I think a bullet had torn my fuel line. So these boys fixed me up, gassed me up, and I took off heading back to England. (Distinguished Flying Cross)
I got back to base, checked in and was briefed for my second mission that afternoon. This mission was further inland from the beach. There were a lot of ships and a lot of smoke on that beach that afternoon. We flew missions from June 6 to June 24, everyday.
The Germans didn’t have very many planes, but we didn’t know that. I was lucky; I never ran into enemy aircraft, although we lost one of our guys that day.
After the 24th of June, I got back on the Augusta and went to Algeriers in North Africa for three days. All we did was sit around a table and drink wine. Then I got on the Tuscaloosa and went to Sicily. From there I got on the USS Philadelphia and went on the invasion of Southern France (Operation ANVIL/DRAGOON).

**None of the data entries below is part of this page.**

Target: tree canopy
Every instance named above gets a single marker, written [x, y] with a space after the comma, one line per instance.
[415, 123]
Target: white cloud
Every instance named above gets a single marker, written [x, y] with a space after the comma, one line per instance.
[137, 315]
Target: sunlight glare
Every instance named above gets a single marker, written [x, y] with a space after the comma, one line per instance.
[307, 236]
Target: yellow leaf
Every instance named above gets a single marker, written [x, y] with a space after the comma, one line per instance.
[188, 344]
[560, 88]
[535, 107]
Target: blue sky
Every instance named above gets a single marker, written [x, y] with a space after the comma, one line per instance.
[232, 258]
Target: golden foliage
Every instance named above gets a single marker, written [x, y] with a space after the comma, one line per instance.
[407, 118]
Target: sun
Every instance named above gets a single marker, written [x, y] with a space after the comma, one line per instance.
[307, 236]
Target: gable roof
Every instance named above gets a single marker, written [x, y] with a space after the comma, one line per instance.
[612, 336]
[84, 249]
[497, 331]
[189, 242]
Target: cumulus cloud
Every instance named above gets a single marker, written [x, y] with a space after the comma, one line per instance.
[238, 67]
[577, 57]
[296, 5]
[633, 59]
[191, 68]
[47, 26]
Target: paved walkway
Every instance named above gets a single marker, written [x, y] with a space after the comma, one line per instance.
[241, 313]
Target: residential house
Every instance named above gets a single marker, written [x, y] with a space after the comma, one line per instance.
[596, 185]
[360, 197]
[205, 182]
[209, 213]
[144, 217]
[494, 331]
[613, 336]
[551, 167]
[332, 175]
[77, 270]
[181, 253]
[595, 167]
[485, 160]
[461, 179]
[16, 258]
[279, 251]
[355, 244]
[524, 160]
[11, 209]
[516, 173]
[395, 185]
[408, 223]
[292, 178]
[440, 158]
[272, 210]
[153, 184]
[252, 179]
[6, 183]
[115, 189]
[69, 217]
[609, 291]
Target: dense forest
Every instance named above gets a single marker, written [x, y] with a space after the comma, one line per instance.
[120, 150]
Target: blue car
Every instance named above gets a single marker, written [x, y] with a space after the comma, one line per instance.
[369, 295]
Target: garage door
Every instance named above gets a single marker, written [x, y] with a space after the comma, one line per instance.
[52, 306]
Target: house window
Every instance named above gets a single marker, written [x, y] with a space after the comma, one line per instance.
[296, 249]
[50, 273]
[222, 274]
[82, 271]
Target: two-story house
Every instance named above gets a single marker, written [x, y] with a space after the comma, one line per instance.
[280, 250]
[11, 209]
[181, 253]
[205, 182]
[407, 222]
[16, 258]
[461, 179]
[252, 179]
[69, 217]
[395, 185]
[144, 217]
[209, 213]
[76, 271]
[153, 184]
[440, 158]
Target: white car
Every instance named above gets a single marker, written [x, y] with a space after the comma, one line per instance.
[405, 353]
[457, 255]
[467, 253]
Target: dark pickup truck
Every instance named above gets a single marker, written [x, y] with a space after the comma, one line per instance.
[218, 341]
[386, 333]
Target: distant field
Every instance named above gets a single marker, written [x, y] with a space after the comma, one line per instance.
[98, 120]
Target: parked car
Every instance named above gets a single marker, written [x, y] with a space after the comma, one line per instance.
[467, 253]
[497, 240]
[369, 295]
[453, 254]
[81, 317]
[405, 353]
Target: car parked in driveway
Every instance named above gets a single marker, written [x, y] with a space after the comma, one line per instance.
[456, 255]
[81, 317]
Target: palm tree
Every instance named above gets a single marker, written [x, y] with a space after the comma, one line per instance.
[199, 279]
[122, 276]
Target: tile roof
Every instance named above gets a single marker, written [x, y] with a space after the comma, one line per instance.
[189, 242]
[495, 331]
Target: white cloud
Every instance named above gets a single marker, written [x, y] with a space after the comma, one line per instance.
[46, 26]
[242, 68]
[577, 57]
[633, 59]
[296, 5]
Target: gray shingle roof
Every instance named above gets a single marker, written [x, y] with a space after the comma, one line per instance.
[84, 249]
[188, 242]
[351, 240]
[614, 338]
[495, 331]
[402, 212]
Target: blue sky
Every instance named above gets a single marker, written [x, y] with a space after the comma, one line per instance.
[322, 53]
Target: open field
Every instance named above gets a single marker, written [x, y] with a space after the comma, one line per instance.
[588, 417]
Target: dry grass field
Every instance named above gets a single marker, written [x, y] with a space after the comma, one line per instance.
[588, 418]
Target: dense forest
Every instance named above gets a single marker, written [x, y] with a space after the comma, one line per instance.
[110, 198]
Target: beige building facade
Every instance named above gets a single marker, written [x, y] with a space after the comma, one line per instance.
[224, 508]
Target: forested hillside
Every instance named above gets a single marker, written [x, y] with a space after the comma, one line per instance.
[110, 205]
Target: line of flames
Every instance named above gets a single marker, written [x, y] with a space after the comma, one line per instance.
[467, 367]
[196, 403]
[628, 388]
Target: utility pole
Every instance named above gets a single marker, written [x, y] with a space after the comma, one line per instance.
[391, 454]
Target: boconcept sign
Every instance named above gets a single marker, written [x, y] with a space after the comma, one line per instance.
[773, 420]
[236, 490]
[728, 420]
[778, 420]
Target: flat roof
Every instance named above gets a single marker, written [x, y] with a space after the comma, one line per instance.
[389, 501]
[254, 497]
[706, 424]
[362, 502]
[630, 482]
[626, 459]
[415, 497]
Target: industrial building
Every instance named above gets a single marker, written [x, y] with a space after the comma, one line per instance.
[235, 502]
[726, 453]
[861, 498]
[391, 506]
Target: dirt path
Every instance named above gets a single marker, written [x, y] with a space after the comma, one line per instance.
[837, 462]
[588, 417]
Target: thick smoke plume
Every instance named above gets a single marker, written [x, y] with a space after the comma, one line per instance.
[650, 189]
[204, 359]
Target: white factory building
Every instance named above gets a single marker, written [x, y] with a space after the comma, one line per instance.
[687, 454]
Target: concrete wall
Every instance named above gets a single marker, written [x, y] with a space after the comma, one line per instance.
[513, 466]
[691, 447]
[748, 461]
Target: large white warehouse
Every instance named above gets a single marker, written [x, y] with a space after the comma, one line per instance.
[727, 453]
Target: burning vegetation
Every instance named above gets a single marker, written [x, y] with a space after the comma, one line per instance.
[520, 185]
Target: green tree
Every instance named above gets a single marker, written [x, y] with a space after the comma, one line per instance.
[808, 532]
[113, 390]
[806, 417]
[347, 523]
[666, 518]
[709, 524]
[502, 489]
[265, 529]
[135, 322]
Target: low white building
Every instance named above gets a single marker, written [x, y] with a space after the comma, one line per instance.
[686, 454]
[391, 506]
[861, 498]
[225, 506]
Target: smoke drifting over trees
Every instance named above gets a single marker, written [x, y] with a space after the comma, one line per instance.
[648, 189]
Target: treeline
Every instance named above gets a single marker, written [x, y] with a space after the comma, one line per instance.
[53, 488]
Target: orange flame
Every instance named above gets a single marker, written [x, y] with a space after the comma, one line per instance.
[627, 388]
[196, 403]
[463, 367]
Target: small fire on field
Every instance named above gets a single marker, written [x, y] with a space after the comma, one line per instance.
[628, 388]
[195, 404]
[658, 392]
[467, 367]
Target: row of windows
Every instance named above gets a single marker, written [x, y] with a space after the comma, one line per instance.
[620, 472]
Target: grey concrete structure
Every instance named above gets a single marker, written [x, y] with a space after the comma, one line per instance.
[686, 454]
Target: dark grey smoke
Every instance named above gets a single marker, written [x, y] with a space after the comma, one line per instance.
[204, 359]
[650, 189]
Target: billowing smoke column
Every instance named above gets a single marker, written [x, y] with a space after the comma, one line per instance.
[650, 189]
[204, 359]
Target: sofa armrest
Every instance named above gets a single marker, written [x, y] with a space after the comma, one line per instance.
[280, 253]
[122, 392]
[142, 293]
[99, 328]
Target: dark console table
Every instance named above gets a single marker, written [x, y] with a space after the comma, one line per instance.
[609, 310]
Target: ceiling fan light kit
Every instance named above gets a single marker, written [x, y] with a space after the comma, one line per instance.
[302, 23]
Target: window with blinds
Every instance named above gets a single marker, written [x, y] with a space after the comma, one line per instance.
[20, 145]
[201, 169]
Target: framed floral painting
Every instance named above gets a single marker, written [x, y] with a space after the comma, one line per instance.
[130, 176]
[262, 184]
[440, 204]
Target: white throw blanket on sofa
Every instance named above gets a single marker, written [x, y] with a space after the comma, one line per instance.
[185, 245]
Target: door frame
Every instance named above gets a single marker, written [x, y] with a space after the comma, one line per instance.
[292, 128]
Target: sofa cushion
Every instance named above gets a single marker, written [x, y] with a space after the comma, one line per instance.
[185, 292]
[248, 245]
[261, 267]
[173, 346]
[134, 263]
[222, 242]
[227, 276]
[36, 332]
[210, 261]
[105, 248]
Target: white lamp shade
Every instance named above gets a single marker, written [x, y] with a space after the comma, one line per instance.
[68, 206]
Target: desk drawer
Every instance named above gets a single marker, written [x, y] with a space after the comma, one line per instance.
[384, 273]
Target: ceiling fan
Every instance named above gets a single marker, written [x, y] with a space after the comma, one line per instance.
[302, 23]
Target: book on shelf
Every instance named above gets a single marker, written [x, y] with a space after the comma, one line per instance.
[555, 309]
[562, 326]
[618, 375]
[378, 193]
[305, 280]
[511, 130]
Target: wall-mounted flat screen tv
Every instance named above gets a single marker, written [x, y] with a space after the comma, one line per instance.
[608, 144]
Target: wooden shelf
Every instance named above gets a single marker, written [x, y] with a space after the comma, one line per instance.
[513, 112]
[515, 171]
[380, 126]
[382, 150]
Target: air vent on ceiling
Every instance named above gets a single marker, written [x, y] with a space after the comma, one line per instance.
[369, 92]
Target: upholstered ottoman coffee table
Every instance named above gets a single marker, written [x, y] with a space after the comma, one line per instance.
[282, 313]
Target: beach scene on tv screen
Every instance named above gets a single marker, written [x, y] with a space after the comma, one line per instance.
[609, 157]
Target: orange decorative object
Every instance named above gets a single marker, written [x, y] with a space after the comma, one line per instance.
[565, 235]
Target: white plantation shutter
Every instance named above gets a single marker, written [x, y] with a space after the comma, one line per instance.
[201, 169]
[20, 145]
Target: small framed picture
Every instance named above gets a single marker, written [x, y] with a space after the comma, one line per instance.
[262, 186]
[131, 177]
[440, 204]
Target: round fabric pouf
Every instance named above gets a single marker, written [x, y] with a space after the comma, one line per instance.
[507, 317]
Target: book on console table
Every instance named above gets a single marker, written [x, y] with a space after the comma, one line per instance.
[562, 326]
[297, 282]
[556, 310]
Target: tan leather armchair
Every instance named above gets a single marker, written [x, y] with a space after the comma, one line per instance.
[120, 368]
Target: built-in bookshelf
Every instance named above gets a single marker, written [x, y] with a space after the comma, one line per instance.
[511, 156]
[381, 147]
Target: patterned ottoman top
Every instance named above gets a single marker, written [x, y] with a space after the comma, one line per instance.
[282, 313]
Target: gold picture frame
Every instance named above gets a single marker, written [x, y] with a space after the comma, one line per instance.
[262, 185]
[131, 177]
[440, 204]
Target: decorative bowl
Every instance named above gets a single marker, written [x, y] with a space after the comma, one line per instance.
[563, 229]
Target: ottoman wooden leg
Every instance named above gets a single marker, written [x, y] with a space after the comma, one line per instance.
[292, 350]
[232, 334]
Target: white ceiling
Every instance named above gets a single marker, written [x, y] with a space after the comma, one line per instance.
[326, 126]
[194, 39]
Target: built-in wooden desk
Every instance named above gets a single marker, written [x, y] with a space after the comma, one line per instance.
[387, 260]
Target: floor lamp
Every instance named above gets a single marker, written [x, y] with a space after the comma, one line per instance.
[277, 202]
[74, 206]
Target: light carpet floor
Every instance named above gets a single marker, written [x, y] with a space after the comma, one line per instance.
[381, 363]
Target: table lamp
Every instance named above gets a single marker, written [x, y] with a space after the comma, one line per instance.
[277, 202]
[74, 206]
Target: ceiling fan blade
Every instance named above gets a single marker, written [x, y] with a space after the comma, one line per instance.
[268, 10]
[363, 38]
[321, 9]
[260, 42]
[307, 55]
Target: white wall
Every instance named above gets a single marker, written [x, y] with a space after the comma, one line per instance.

I got back on the seaplane for the Southern France invasion. My first mission was to fly to this minesweeper out in the Gulf of Fos. I picked up this guy from the minesweeper and flew him ahead of the fleet to spot for mines. We could see the mines from the air and he took the compass reading of the minefield and radioed back to the minesweeper the location. I flew about 13 missions on that invasion. We lost another guy on that invasion.
I stayed on the Philadelphia until the end of August. Then I got back on the Augusta. Eventually we made it back to the States. My son was born on August 18. When I got back to Lafayette, he was just four weeks old.
All together, we were 17 pilots. We lost two during the war.
I went on to practice law here in Lafayette and I still fly with the Coast Guard Auxiliary.
Every other night, over England, the skies would light up, and rumble from the violent screams of the fast approaching German ‘Buzz bombs.’ The V-1 and V-2 self-propelled rocket bombs—vengeance weapons as Hitler referred to them—were launched from sites in France, Holland, and Belgium. The bombs were fired over the English Channel, and were sent crashing down on unsuspecting victims, killing and wounding tens of thousands of helpless civilians in the battered British cities. London, Hitler’s favorite target, was practically leveled from the daily visits of the unmanned Nazi terror bombs.